The oil boom brought huge riches to Gulf princes and businesses who were drawn to the Lebanese banking system since it was open to global financial networks at a time when the Gulf countries hadn’t yet created their capital markets.
Due to all of these factors, banking secrecy became a crucial tenet of the Lebanese banking system and allowed Lebanon to draw in substantial sums of foreign investment.
Since the framework was designed to enable governments to borrow from the overextended banking sector to pay budget deficits, official financial policies sought to expand the banking system at any cost.
The rationale behind the IMF's position
Modifying the Banking Secrecy Law and abolishing secrecy became the primary reform measure demanded of the country as part of the financial recovery plan negotiated with the IMF.
The Fund’s request was largely influenced by international institutions’ initiatives taken in recent years to promote transparency. Another crucial element is the capacity to cooperate with governmental agencies in the battle against financial crimes, money laundering, and terrorism financing.
Furthermore, the gains of banking secrecy had run their course. Since 2015, Lebanon has been obligated to approve international agreements that enable other countries to monitor the deposits made by their nationals in the local banking system.
To risk leaving the international banking system would have been Lebanon’s other option. Because of this, banking secrecy no longer drew remittances or deposits from those looking for tax under Lebanon’s new obligations.
Nevertheless, banking secrecy was not entirely eliminated at the time these agreements were established.
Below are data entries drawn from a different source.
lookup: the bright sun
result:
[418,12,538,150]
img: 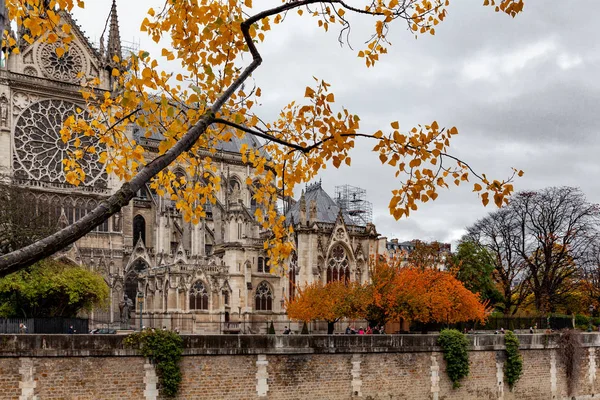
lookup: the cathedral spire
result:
[106,0,123,63]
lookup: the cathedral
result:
[0,1,386,333]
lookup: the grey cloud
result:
[71,0,600,245]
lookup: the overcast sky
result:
[75,0,600,247]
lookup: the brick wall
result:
[34,357,145,400]
[0,335,600,400]
[0,358,21,400]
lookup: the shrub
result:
[504,331,523,389]
[438,329,469,388]
[125,330,183,397]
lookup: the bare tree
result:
[509,187,600,313]
[463,208,527,315]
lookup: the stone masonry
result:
[0,334,600,400]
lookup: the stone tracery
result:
[327,244,350,283]
[39,42,85,83]
[13,100,106,187]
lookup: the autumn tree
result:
[382,267,486,323]
[448,240,502,304]
[406,240,450,270]
[365,258,402,326]
[286,281,368,335]
[0,0,523,274]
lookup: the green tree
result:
[450,240,502,304]
[0,259,109,317]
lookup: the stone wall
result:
[0,334,600,400]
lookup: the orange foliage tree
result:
[0,0,523,274]
[286,281,369,334]
[367,263,486,323]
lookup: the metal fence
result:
[89,314,573,335]
[0,317,89,333]
[410,315,574,333]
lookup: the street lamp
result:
[137,292,144,332]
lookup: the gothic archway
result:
[327,244,350,283]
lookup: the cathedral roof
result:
[286,182,355,225]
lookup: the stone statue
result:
[119,295,133,328]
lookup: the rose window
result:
[13,100,106,187]
[40,42,84,82]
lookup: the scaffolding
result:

The laws continued to safeguard Lebanese citizens by prohibiting access to their bank accounts by the country’s tax officials and the judiciary.
Considering the fact that banking secrecy had weighted down the Lebanese economy for the past seven years without helping the financial system, the IMF demanded that it be lifted.
Furthermore, banking secrecy was rendered obsolete after the major banking collapse of 2019. This increased the dangers around the Lebanese banking system and made it challenging for it to attract fresh deposits.
Additionally, its revision permits the Banking Control Commission and Banque du Liban to appraise the assets of the bankrupt banking system and oversee the restructuring process.
Change after many obstacles
Given the significant influence that major financiers, politicians, and banks that profited from the law hold, the Parliament attempted to obstruct efforts to lift banking secrecy since May 2020.
Work on the bill was delayed and prolonged, and efforts were made to adopt laws that only partially lifted the secrecy surrounding bank accounts.
However, Parliament was compelled to ratify revisions as a result of both domestic and foreign pressure. Before the end of his tenure, Lebanon’s President Michel Aoun signed the legislation – a final step in the process.
The judiciary will therefore be able to lift banking secrecy by seeking information directly from the banks without the need to go through any other administrative body, in accordance with the revisions.
The local tax authorities will also be able to check for tax evasion by correlating the statements they receive with information from bank accounts.
Most importantly, the Central Bank and the Banking Control Commission will be able to view and audit the details of bank budgets. This right was previously reserved for the Special Investigation Commission in cases of money laundering.
Overall, these amendments are not ideal seeing as they contain numerous loopholes that undermine the efficiency of the legislation. They include restrictions on the judiciary’s ability to access information in situations in which a lawsuit has been filed rather than during initial investigations that precede filing a lawsuit.
While the remaining gaps can be addressed gradually down the line, the approved amendments do indicate relative progress in terms of financial transparency – a development that is urgently needed in Lebanon.